Riannodando i fili della storia del quartiere all’antica gelateria dell’Orso ormai a gestione cinese, Toni Capuozzo sottolinea che “le zone delle stazioni sono una specie di porto nelle città in cui c’è il mare, dove c’è chi arriva e c’è chi parte. E quelli che hanno un rapporto più friabile con le radici stanno nella zona della stazione. Questo fa parte delle zone delle stazioni: vale per Milano, per Roma, per qualunque posto”
“Non mi dicano” – rimarca sorridendo Piero Villotta davanti ad un caffè gestito da una coppia cinese – “che la prostituzione arriva con l’immigrazione. Io ricordo certe retate negli anni ’80. E poi, se andiamo a guardare le cronache di sessant’anni fa del Messaggero Veneto, il problema delle prostitute nel viale della Stazione, in via Ciconi, in via Percoto, in viale Leopardi, c’è sempre stato. Questa è una continuità, non una discontinuità”.
Dialogando con noi davanti al kebab-pizza dell’afghano Amir, Rocco Burtone ci tiene a precisare che “se l’artista sceglie di vivere in questo quartiere ci sarà una ragione. Perché l’artista va in cerca di spunti. E qui gli spunti li trovi. Spunti di vario tipo. Spunti di vita”.

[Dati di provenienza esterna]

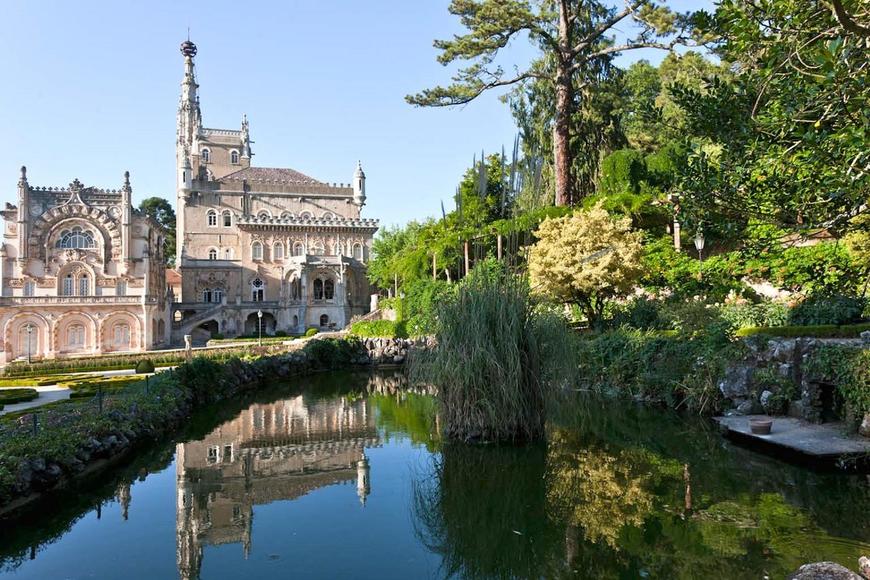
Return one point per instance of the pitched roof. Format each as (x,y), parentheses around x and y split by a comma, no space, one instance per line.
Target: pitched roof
(269,174)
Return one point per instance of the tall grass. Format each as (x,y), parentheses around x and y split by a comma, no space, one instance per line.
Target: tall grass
(496,358)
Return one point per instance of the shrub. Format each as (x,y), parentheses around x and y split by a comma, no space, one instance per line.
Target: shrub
(820,309)
(144,366)
(495,361)
(379,328)
(12,396)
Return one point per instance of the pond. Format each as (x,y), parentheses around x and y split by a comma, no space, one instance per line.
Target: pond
(344,476)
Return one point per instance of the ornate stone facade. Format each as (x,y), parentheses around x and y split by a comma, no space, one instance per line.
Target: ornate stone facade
(80,273)
(261,240)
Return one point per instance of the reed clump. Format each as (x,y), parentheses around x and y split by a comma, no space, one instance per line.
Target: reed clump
(496,358)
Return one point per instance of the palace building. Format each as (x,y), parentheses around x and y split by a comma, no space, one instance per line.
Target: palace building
(81,272)
(259,248)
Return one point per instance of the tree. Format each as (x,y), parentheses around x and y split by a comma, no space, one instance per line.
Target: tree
(573,36)
(159,210)
(585,259)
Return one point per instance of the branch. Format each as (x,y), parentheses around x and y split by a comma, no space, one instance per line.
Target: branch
(846,21)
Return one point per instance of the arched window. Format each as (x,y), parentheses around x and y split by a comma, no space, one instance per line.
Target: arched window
(257,288)
(76,238)
(121,335)
(75,336)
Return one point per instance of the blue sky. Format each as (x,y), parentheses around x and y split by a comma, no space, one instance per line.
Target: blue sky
(92,89)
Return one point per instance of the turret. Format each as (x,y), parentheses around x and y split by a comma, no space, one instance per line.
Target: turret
(359,185)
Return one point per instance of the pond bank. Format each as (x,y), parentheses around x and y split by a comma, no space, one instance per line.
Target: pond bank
(76,440)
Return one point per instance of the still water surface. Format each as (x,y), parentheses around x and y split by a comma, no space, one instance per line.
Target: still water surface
(344,476)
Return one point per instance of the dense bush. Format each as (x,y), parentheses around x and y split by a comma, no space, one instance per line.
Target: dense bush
(144,366)
(379,329)
(821,309)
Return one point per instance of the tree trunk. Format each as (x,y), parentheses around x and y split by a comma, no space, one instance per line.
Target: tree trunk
(561,126)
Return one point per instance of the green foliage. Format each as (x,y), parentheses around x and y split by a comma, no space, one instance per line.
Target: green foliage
(819,331)
(495,360)
(835,310)
(379,329)
(11,396)
(144,366)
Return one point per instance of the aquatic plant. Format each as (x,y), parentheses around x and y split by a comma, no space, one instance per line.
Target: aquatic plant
(495,360)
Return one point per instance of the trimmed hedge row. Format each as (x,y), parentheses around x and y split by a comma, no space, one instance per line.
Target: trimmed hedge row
(818,331)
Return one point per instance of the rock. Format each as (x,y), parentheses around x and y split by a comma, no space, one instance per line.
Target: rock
(824,571)
(736,383)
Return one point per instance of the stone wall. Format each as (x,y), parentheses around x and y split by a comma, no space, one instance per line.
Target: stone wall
(773,378)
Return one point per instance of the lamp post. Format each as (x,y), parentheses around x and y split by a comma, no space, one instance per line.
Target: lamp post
(29,329)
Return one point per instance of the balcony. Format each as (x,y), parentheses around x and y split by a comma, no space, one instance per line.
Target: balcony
(63,300)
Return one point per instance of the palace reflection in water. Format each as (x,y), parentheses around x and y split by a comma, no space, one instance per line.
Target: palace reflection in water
(270,452)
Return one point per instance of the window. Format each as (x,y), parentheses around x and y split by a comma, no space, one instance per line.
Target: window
(257,287)
(76,238)
(75,336)
(121,335)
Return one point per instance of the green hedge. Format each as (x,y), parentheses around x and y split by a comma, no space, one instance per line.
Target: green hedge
(379,329)
(818,331)
(12,396)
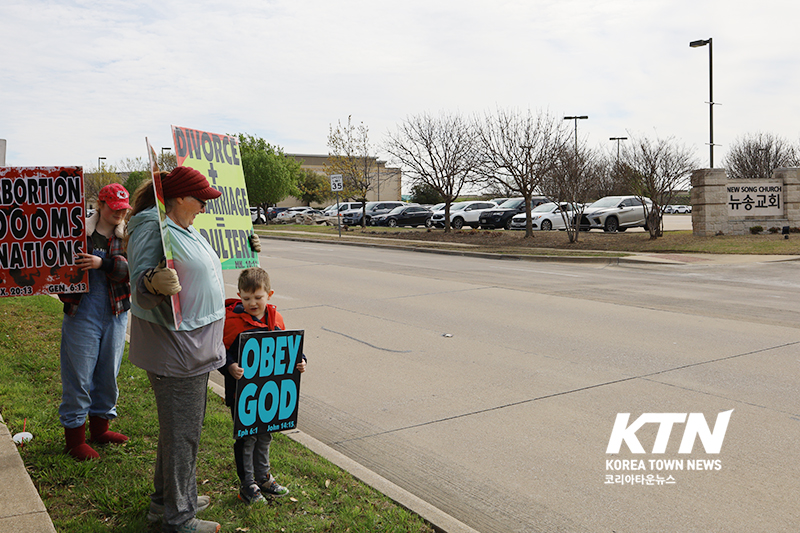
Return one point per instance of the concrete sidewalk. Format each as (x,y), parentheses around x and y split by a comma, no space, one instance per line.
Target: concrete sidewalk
(21,508)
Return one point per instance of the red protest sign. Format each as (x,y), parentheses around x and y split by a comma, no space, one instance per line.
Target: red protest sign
(42,227)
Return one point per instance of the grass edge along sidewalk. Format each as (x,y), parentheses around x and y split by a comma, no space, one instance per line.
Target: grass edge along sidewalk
(112,494)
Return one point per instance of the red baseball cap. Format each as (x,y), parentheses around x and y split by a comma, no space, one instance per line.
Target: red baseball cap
(115,196)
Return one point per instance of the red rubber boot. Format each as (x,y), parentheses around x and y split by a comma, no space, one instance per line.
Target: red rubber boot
(98,429)
(76,444)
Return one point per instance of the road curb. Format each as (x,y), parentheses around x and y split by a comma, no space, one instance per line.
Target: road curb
(467,253)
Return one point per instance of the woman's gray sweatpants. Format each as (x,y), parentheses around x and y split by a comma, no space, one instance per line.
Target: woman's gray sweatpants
(181,404)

Nell’atrio della scuola primaria Dante Alighieri di Udine, la maestra Alessandro Stavolo, affiancata dal dirigente Paolo De Nardo, ci mostra il quadro di un presepe che, ci racconta, “è stato realizzato lo scorso anno dagli alunni cristiani insieme a quelli musulmani nell’ambito di un’attività che culminò con una recita in cui quegli stessi bambini cantarono insieme “Tu scendi dalle stelle” e le altre canzoni della nostra tradizione”.
Accompagnato da alcuni amici, Orioles si presenta nell’ultimo negozio che ha aperto i battenti in Borgo Stazione: è del rifugiato Waqar Shah, che fa anche il cuoco in un ristorante del centro dove prepara specialità friulane come il frico, di cui ci descrive ingredienti e preparazione. Gli piace molto Udine, ma non gli udinesi perché – dice - “a loro non piacciono gli stranieri, e li vedono tutti uguali: neri, bianchi, africani, americani”.
Riflettendo sul tema della convivenza tra popoli e culture diverse, Toni Capouozzo si dice convinto che “ci sono dei valori che devono essere condivisi”. Per questo ritiene “difficile che uno si senta a casa sua qui se ritiene l’alcol una cosa del diavolo. Il vino è la tassa, molto piacevole del resto, che devi pagare per essere parte di una comunità. Borgo Stazione pertanto non si può dire un quartiere pienamente integrato. E un’appendice”.
A proposito della presenza di persone – come i musulmani -che hanno concezioni molto differenti di questioni delicate come il ruolo della donna, Piero Villotta pensa che “noi dobbiamo capire queste cose. Non è che ci dobbiamo adeguare, o si debbono adeguare loro. Qui bisogna trovare un modus vivendi per far sì che ci sia un’integrazione nel tempo. Se noi la trasformiamo subito in battaglia, avremo quello che avremo seminato.
Si può trarre una conclusione da tutto questo percorso? Orioles non lo sa, ma per prudenza affida a Rocco Burtone il compito di sottolineare che “a quei tempi avevamo il problema con voi meridionali. Bisogna dire che gli emigranti attuali hanno risolto questo problema. Adesso i meridionali fanno parte della collettività. Ringrazio dunque afghani e pakistani per averci sollevati da questo problema”.